A reasonable question but no. As I said, look at his other work, not the plaudits but the actual work. The plaudits given to early and mid '80s movies mostly reflect aging auteur culture stuff too, not what is actually working/popular. Boorman remains an auteur. Hope and Glory is almost entirely forgotten, for example, despite countless Oscar noms and the Emerald Forest (1985), also forgotten, is total auteur stuff.
 

I don't think it was possible to make a good D&D movie in the 80s, for a very simple reason: the people making the films at that time hadn't grown up playing D&D. In order to make a movie that is anything approaching "good" the film-maker needs to have a personal and emotional investment in the source material.
 

ART!

Deluxe Unhuman
Imagining a D&D movie c1980 that has an impact similar to 1982's Conan the Barbarian. Regardless of why you think that movie had the impact it did, it inspired or co-inspired a wave of '80s fantasy movies. The main effect I see is - assuming this D&D movie has one or more elves, dwarves, and whatever else - is more non-"human" characters in those '80s fantasy films. Maybe screen-worthy prosthetic ear technology takes a moderate step forward. ;)
 

I don't think it was possible to make a good D&D movie in the 80s, for a very simple reason: the people making the films at that time hadn't grown up playing D&D. In order to make a movie that is anything approaching "good" the film-maker needs to have a personal and emotional investment in the source material.

This is a very interesting point.

I think there's a bit more to it than that, and that you don't have to grow up with something to be invested in it, many directors care deeply about scripts new to them, for example. But I do think it is unlikely that Boorman would have been deeply emotionally involved in any D&D movie which actually, er, resembled D&D in any form.

Imagining a D&D movie c1980 that has an impact similar to 1982's Conan the Barbarian. Regardless of why you think that movie had the impact it did, it inspired or co-inspired a wave of '80s fantasy movies. The main effect I see is - assuming this D&D movie has one or more elves, dwarves, and whatever else - is more non-"human" characters in those '80s fantasy films. Maybe screen-worthy prosthetic ear technology takes a moderate step forward. ;)

The D&D movie would be one of those movies, though, it couldn't really have had the impact Conan did because of that. The main effort to get it made was in 1984, and if it came out in, say, 1985, it would have been up against Back to the Future, The Goonies, Breakfast Club, Rambo 2, Rocky IV, Weird Science, Fright Night, Commando, Mad Max 2 and so on (wow 1985 pretty classic year huh?). Look at these movies and compare them to what Boorman actually came out with in 1985 - The Emerald Forest - he's clearly got slightly more action-oriented, but it's more like a dubious late-70s movie than anything from that era.
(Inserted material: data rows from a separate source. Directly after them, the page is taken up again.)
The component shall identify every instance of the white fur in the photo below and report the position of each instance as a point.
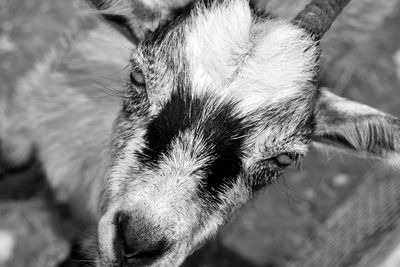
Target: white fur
(257, 63)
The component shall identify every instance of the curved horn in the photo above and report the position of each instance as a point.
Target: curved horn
(318, 16)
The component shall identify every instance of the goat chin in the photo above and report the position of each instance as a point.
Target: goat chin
(63, 110)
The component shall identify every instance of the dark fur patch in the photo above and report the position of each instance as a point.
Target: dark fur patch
(222, 128)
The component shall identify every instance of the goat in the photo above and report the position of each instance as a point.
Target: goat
(218, 100)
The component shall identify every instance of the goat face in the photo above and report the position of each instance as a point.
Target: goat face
(219, 103)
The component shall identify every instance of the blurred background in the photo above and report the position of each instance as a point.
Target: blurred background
(335, 211)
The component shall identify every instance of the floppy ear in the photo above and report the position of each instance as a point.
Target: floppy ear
(356, 127)
(133, 18)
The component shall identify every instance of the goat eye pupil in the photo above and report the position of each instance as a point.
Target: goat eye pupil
(137, 78)
(284, 159)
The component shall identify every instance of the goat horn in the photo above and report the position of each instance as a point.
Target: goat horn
(318, 16)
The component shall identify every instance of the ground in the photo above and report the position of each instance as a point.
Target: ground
(275, 230)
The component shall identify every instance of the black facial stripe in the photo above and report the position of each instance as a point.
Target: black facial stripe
(179, 113)
(223, 131)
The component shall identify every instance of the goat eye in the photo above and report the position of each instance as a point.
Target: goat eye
(137, 78)
(284, 160)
One thing we can be pretty sure of though - he'd probably have also cast his son in the lead of the D&D movie, like he did with The Emerald Forest (his son is actually in many of his movies, just not as a lead) - he certainly looks like he could play Elf/Half-Elf.
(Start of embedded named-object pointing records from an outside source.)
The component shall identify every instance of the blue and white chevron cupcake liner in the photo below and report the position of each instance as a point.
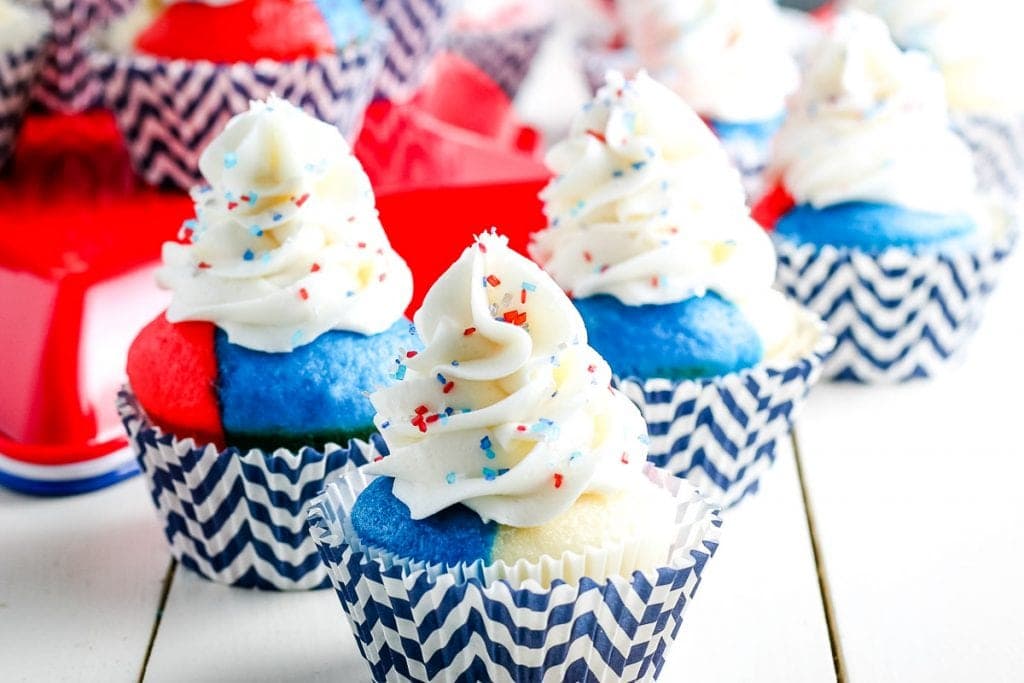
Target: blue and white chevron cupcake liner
(17, 71)
(504, 54)
(896, 315)
(238, 518)
(720, 432)
(997, 145)
(419, 29)
(169, 111)
(68, 82)
(475, 623)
With a different director and writer, and maybe coming out slightly later, I could see a D&D movie having an actual impact, so long as it was very much part of that '80s wave of movies - somewhat self-aware, audience-aware, charming/witty and so on, not the self-serious movies of the earlier era that Boorman is part of.
 

Sean Connery, Patrick Stewart and Burt Reynolds enter a dungeon.

Sean Connery is dressed as a Spanish Egyptian with a katana, even though that movie hasn’t been made yet.

Patrick Stewart eloquently delivers Shakespeare while carving his way though hillbillies from Georgia.

Suddenly, Helen Mirren appears. She is dressed as a dragon.

Wagner plays ominously. A giant head, piloted by Liam Neeson and Gabriel Byrne arrives.

Burt Reynolds quickly summons his bards, who break out their banjos.

The heroes are victorious. Fortuna imperatrix mundi plays triumphantly.